Some data source (either a dataloader or a dataset) must be provided
or an InvalidArgument exception is raised.
Parameters
----------
model : SomeModel
Maite Model object.
metric : SomeMetric | None, (default=None)
Compatible maite Metric.
dataloader : SomeDataloader | None, (default=None)
Compatible maite dataloader.
dataset : SomeDataset | None, (default=None)
Compatible maite dataset.
batch_size : int, (default=1)
Batch size for use with dataset (ignored if dataset=None).
augmentation : SomeAugmentation | None, (default=None)
Compatible maite augmentation.
return_augmented_data : bool, (default=False)
Set to True to return post-augmentation data as a function output.

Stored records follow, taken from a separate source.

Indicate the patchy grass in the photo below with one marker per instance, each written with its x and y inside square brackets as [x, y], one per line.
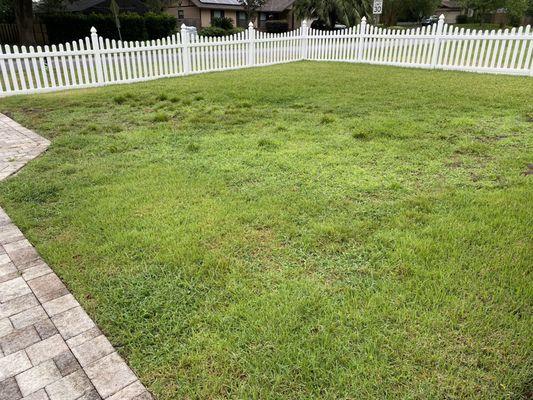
[347, 235]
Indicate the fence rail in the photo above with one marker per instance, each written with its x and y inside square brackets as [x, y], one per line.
[95, 61]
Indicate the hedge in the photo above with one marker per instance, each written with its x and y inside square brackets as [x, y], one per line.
[64, 27]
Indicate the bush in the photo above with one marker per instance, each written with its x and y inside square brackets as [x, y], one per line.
[277, 26]
[66, 27]
[218, 32]
[223, 22]
[462, 19]
[213, 31]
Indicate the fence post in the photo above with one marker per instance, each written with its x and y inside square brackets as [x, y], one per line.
[251, 44]
[360, 43]
[97, 56]
[186, 49]
[304, 45]
[438, 39]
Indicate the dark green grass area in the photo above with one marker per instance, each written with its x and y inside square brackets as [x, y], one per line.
[305, 231]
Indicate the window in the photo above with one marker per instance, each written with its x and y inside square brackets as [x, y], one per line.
[217, 14]
[242, 20]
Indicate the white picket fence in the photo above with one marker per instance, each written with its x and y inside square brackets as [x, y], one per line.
[96, 61]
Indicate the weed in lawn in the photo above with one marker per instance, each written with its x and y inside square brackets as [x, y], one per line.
[160, 117]
[193, 148]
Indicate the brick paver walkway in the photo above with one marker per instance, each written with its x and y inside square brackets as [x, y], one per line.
[50, 349]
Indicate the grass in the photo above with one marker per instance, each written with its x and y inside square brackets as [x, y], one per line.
[305, 231]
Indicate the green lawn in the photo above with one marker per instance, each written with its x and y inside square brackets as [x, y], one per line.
[305, 231]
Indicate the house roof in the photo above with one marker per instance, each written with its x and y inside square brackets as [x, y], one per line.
[450, 4]
[270, 5]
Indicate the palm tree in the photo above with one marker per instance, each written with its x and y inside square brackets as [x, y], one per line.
[331, 12]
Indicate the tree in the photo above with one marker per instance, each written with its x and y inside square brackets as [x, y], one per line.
[24, 19]
[330, 12]
[481, 7]
[516, 9]
[421, 8]
[251, 7]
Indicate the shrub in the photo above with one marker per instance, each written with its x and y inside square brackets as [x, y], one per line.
[277, 26]
[218, 32]
[66, 27]
[213, 31]
[222, 22]
[462, 19]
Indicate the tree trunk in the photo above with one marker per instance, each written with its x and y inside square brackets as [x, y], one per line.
[24, 17]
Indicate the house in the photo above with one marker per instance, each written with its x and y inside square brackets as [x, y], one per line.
[199, 13]
[450, 9]
[102, 6]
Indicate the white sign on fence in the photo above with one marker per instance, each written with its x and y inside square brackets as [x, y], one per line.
[378, 7]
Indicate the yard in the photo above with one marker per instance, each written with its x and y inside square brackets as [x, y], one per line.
[310, 230]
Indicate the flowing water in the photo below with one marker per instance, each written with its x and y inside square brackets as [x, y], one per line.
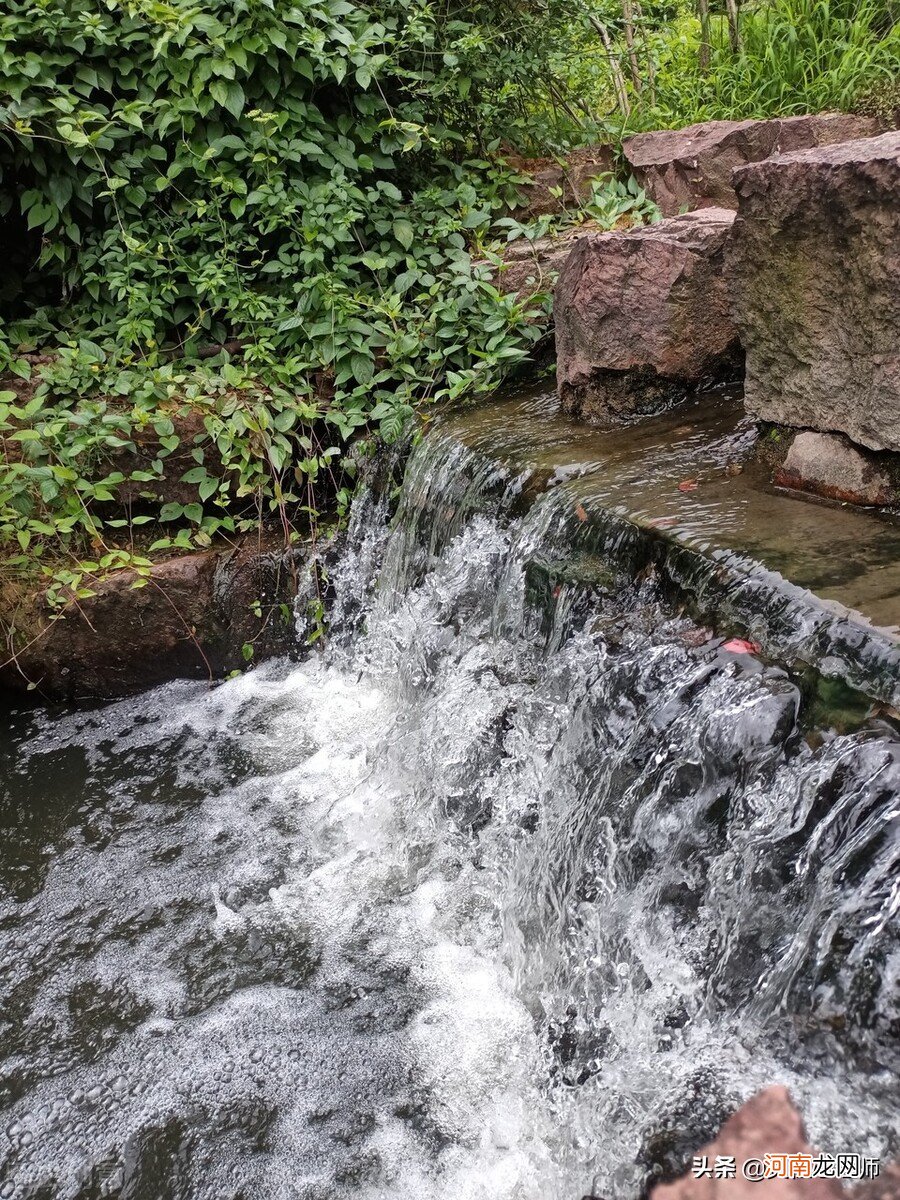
[507, 891]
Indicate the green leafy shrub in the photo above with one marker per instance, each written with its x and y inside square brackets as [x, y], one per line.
[268, 214]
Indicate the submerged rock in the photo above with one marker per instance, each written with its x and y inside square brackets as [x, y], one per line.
[767, 1125]
[814, 268]
[642, 316]
[831, 466]
[691, 168]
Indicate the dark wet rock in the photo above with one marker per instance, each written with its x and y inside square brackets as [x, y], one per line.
[814, 268]
[642, 317]
[190, 619]
[766, 1125]
[693, 1117]
[829, 465]
[559, 185]
[691, 168]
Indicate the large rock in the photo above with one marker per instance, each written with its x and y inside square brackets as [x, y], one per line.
[767, 1125]
[831, 466]
[643, 316]
[691, 168]
[814, 270]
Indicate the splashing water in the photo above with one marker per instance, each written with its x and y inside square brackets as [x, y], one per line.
[491, 898]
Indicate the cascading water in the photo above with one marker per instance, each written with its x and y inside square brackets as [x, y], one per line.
[508, 889]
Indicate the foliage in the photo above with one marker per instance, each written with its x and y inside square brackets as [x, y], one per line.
[279, 181]
[795, 57]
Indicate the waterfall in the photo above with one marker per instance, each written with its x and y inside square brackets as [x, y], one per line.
[520, 883]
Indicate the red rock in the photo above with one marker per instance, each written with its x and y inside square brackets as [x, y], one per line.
[690, 168]
[642, 316]
[814, 270]
[767, 1123]
[189, 621]
[831, 466]
[533, 265]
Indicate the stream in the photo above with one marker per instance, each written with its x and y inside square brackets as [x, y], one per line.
[495, 897]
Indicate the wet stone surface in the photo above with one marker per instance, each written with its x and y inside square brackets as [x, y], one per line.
[477, 904]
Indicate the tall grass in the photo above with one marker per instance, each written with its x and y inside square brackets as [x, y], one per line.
[795, 57]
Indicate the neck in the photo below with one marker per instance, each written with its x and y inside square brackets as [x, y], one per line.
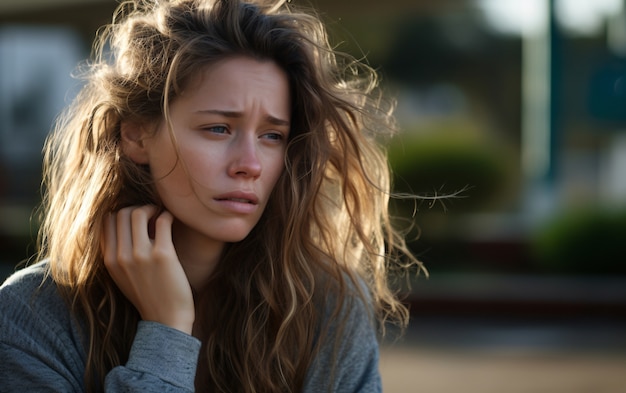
[198, 255]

return_preds : bool, (default=False)
Set to True to return raw predictions as a function output.
Returns
-------
tuple[dict[str, Any], Sequence[TargetType], Sequence[tuple[InputBatchType, TargetBatchType, DatumMetadataBatchType]]]
Tuple of returned metric value, sequence of model predictions, and
sequence of data batch tuples fed to the model during inference. The actual
types represented by InputBatchType, TargetBatchType, and DatumMetadataBatchType will vary
by the domain of the components provided as input arguments (e.g. image
classification or object detection.)
Note that the second and third return arguments will be empty if
return_augmented_data is False or return_preds is False, respectively.
print(predict.__doc__)
Make predictions for a given model & data source with optional augmentation.

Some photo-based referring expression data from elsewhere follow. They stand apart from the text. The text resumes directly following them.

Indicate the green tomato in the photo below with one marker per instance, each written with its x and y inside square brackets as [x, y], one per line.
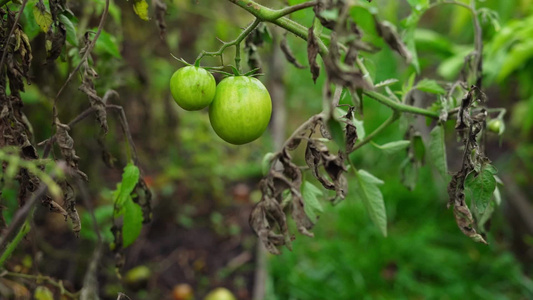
[193, 88]
[220, 294]
[241, 110]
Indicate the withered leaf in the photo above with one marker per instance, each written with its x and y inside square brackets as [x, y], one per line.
[303, 222]
[66, 144]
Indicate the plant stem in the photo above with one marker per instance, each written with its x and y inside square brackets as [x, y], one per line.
[378, 130]
[400, 107]
[4, 53]
[236, 42]
[290, 9]
[14, 243]
[266, 14]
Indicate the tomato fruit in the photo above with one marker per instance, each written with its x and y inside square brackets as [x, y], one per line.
[241, 110]
[193, 88]
[220, 294]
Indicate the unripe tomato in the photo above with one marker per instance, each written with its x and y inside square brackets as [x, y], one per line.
[220, 294]
[495, 125]
[241, 110]
[182, 291]
[193, 88]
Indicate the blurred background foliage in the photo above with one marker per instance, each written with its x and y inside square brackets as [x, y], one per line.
[204, 188]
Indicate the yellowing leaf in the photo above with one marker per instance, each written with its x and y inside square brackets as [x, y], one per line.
[141, 9]
[42, 17]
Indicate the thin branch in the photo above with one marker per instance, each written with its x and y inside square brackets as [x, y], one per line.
[400, 107]
[377, 131]
[87, 52]
[22, 214]
[266, 14]
[123, 121]
[6, 46]
[290, 9]
[235, 42]
[125, 128]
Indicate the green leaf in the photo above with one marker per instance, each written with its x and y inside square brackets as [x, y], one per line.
[42, 17]
[418, 4]
[393, 147]
[310, 194]
[130, 177]
[419, 148]
[360, 128]
[132, 222]
[516, 59]
[71, 30]
[480, 187]
[430, 86]
[267, 161]
[409, 174]
[437, 151]
[369, 193]
[107, 43]
[141, 9]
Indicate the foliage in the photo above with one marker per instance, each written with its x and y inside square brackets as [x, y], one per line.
[364, 62]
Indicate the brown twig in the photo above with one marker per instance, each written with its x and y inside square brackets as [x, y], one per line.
[11, 34]
[85, 55]
[22, 214]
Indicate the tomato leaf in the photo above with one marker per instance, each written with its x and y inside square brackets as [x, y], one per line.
[370, 195]
[336, 132]
[71, 30]
[311, 194]
[480, 187]
[130, 177]
[132, 225]
[392, 147]
[42, 17]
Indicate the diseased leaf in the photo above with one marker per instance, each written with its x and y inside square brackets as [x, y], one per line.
[42, 17]
[437, 151]
[367, 190]
[337, 133]
[141, 9]
[430, 86]
[310, 195]
[392, 147]
[133, 219]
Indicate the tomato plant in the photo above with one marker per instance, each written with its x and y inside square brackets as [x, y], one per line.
[193, 88]
[241, 110]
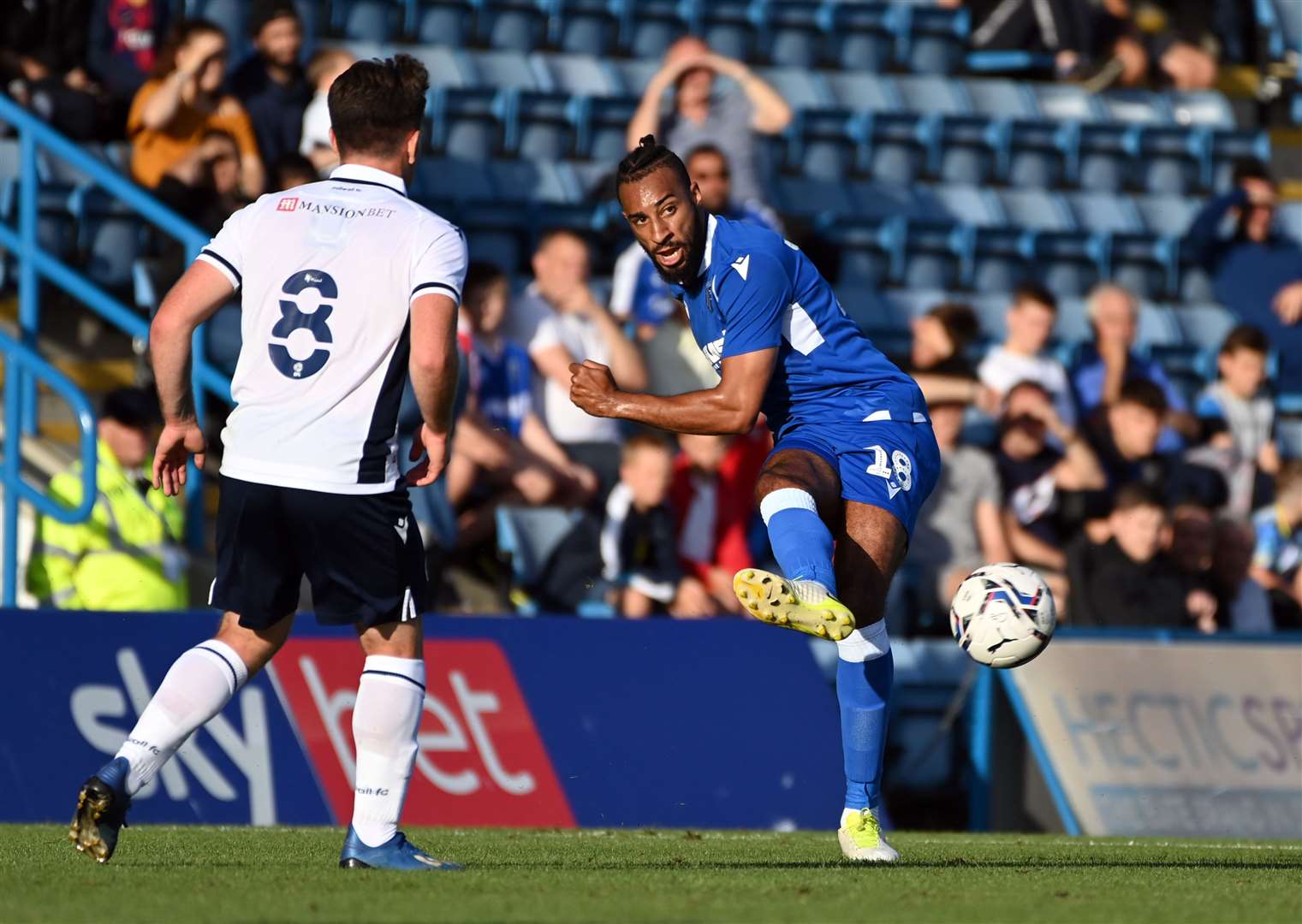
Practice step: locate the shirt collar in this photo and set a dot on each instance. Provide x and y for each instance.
(372, 176)
(710, 244)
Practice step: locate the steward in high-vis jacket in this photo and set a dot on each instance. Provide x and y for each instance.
(128, 554)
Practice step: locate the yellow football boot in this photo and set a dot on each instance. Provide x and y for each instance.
(804, 606)
(862, 838)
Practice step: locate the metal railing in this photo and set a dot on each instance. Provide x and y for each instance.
(24, 369)
(34, 264)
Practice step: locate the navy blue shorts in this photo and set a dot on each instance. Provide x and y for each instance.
(361, 554)
(886, 464)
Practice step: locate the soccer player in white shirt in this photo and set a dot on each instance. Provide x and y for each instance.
(345, 287)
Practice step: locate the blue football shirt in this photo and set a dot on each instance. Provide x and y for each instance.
(757, 292)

Some data source (either a dataloader or a dataset) must be provided
or an InvalidArgument exception is raised.
Parameters
----------
model : SomeModel
Maite Model object.
dataloader : SomeDataloader | None, (default=None)
Compatible maite dataloader.
dataset : SomeDataset | None, (default=None)
Compatible maite dataset.
batch_size : int, (default=1)
Batch size for use with dataset (ignored if dataset=None).
augmentation : SomeAugmentation | None, (default=None)
Compatible maite augmentation.
Returns
-------
tuple[Sequence[SomeTargetBatchType], Sequence[tuple[SomeInputBatchType, SomeTargetBatchType, SomeMetadataBatchType]],
A tuple of the predictions (as a sequence of batches) and a sequence
of tuples containing the information associated with each batch.